Mr. Anbian, who donates part of the proceeds to one of the prime organizers of anti-war demonstrations, notes that his business is international, with orders coming in from just about every state in the union, as well as from Europe, notably Britain, France, and Switzerland. His customer base also includes stores and street fairs, as well as some military people, some of whom, he said, have indicated they plan to wear their anti-Bush T-shirts in Iraq. All told, the Web site has slightly more than 1,000 customers, a figure he hopes will swell to more than 5,000 over the next year.


Another player, which is seeing increased sales in Bush-bashing products, is Minneapolis, Minn.-based Northern Sun Merchandising, a 26-year-old mail-order business. “George Bush, or at least his policies, are really good for our business,” president Scott Cramer says. “We did a strong business on products with anti-Bush sayings before the election, then they slumped after the election, and now they’re fairly strong again,” he said. “It tells us there’s an awful lot of anti-Bush sentiment out there, which is probably due to the war.”

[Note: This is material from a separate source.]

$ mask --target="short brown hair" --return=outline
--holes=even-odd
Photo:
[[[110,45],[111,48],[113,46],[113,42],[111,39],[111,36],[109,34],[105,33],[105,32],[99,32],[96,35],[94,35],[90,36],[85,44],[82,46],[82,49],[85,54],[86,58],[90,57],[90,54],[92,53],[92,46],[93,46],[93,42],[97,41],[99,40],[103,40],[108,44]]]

The firm’s principal anti-Bush items are T-shirts selling for $16 to $20, bumper stickers at $2 ,posters for $15 to $20, and buttons at $1. Some of the sayings are downright insulting.

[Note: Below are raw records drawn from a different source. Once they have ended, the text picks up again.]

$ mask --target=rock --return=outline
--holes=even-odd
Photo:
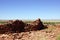
[[[9,22],[8,24],[0,25],[0,33],[36,31],[43,28],[44,25],[40,19],[37,19],[29,24],[24,23],[22,20],[15,20]]]
[[[42,24],[40,19],[37,19],[36,21],[33,21],[32,23],[26,24],[25,31],[35,31],[43,29],[44,25]]]

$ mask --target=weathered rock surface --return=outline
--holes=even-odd
[[[42,24],[40,19],[33,21],[32,23],[26,24],[25,31],[33,31],[43,29],[44,25]]]

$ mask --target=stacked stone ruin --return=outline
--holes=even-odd
[[[43,28],[44,25],[40,19],[31,23],[24,23],[22,20],[15,20],[11,23],[0,25],[0,33],[36,31]]]

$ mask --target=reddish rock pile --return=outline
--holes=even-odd
[[[33,21],[32,23],[24,23],[22,20],[15,20],[12,23],[0,25],[0,33],[5,32],[23,32],[23,31],[35,31],[43,29],[44,25],[40,19]]]

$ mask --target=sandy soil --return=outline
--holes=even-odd
[[[48,25],[47,29],[38,31],[0,34],[0,40],[56,40],[59,30],[60,25]]]

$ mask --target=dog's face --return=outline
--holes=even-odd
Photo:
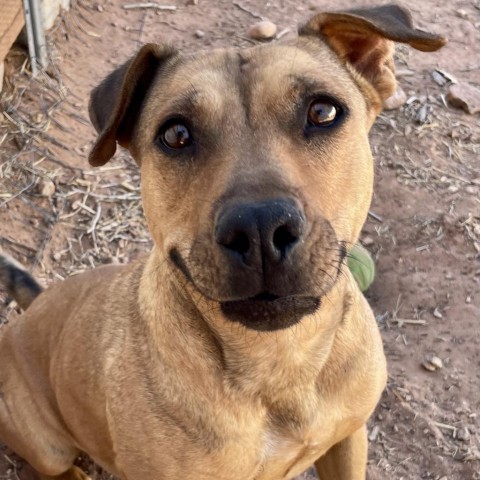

“We’re creating walking billboards and giving people the opportunity to express themselves in a way they can afford,” he said. “And that’s why our business works.”

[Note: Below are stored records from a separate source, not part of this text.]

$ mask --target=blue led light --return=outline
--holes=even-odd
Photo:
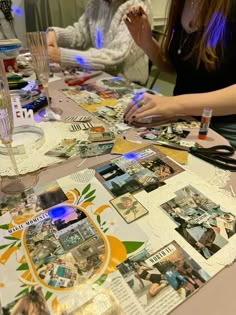
[[[119,77],[119,76],[116,76],[116,77],[112,77],[112,80],[114,80],[114,81],[121,81],[121,80],[122,80],[122,78],[121,78],[121,77]]]
[[[127,160],[135,160],[138,158],[138,154],[136,152],[128,152],[124,154],[123,156]]]
[[[16,15],[23,15],[23,11],[20,7],[18,7],[16,4],[12,4],[11,6],[12,12],[15,13]]]
[[[102,48],[102,31],[100,28],[96,28],[96,33],[95,33],[95,45],[97,49]]]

Northern Sun primarily focuses on sales of merchandise that bear progressive social messages – particularly relating to the environment, opposition to the Iraqi war, politics, and women’s issues – and does an annual volume of about $3 million. A big plus for the company’s business this year, Mr. Cramer added, is the aforementioned lively rebound in sales of anti-Bush products, which he characterizes as a national phenomenon.


He’s quick to point out that the sale of products that feature anti-Bush sayings is actually an acceleration of an ongoing trend involving presidents and presidential candidates. Mr. Cramer says he has also sold merchandise with comments critical of such former presidents as Carter, Reagan, Clinton, and the elder George Bush. “I’ve been doing this for 26 years, and there’s no letup in sight,” he says. “As long as a fair number of people believe the wrong person has been elected president or is running for president,” he said, “this business is here to stay.”


One relative new entry into the Bush-bashing ranks is anti-war protester Corey Wendell. He and two friends who share his view on the Iraqi conflict anted up a combined $90,000 in start-up capital and formed Banners, a retailer on the outskirts of Chicago that sells sweat shirts, T-shirts, and posters that bear anti-war and anti-Bush sayings. Among them: “To hell with the Iraq war,” and “End the war now – Send our troops home.” As Mr. Wendell says: “We’re not looking to get rich doing this. We just want to be counted, get our message out there, and we may call it quits when we’re finally out of Iraq.”